Procuradoria-Geral do Estado do Piauí

Relator: Des. José Wilson Ferreira de Araújo Júnior


EMENTA


AGRAVO DE INSTRUMENTO. MANDADO DE SEGURANÇA. DIFAL. INCONSTITUCIONALIDADE DO ART. 96, DECRETO 13.500/2008. ART. 146, CF. LC 123/06. OPTANTE DO SIMPLES. INCONSTITUCIONALIDADE DE LEI EM TESE. TEMA 517. 1. O efeito suspensivo pleiteado, bem como o provimento do recurso tem como fundamento a inobservância com a jurisprudência do STF quanto ao julgado do RE 1287019 – Tema 1.093, visto que não se enquadra no caso em exame, já que o agravante não pode ser considerado como consumidor final, devendo ser aplicada o entendimento consolidado no Tema 517, acima descrito. 2. Acrescente-se que em 12 de maio de 2021, o Supremo Tribunal Federal finalizou o julgamento do RE nº 970.821/RS – Tema 517- de repercussão geral, que trata da inconstitucionalidade da exigência do diferencial de alíquotas de ICMS (DIFAL) para as empresas optantes do Simples Nacional que adquirem mercadorias de outros Estados, prevalecendo, por maioria dos votos, o entendimento do Ministro Relator Edson Fachin, que negou provimento ao Recurso Extraordinário do contribuinte.

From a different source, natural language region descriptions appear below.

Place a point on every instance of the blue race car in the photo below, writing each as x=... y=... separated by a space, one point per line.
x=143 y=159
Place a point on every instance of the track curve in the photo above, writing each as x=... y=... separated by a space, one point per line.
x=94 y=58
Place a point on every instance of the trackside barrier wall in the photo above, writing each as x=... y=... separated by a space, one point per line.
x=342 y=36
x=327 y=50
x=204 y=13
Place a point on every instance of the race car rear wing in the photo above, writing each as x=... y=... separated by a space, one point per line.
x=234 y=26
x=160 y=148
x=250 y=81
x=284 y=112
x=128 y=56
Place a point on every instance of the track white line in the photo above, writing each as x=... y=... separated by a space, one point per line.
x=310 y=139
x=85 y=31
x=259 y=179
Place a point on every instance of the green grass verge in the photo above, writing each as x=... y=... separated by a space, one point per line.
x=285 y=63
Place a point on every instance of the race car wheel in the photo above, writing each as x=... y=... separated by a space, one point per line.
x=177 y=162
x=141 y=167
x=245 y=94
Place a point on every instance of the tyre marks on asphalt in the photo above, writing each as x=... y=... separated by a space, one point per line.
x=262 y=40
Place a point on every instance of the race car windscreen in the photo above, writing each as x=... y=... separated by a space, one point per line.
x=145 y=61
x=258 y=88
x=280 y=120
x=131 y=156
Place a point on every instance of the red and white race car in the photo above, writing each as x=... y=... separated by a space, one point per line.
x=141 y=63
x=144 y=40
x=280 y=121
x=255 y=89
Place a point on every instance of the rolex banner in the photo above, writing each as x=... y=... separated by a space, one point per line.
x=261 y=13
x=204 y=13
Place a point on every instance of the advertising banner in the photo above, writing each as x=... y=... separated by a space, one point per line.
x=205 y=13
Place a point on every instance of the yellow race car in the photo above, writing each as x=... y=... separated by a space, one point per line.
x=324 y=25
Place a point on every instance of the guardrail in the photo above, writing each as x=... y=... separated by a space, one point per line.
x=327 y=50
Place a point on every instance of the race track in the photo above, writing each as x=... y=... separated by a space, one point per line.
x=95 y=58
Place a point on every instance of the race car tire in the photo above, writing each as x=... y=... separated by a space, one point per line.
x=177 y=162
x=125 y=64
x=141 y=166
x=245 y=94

Recurso conhecido e desprovido.


ACÓRDÃO

 


Acordam os componentes da 2ª Câmara de Direito Público do Tribunal de Justiça do Estado do PIAUÍ, à unanimidade, nos termos do Relator: “voto pelo conhecimento e desprovimento do Agravo de Instrumento, para, confirmar a decisão proferida em sede de liminar, autorizar a cobrança de antecipação parcial, diferença de alíquota ou antecipação total do ICMS, prevista no art. 96 do Decreto 13.500/2008”.

  

RELATÓRIO

 

Cuida-se de Agravo de Instrumento interposto por MED PHARMA LTDA - ME em face de decisão proferida no Mandado de Segurança (Processo n° 0815835-53.2021.8.18.0140 - 4ª Vara dos Feitos da Fazenda Pública de Teresina-PI), ajuizada em face do Estado do Piauí, ora Agravada.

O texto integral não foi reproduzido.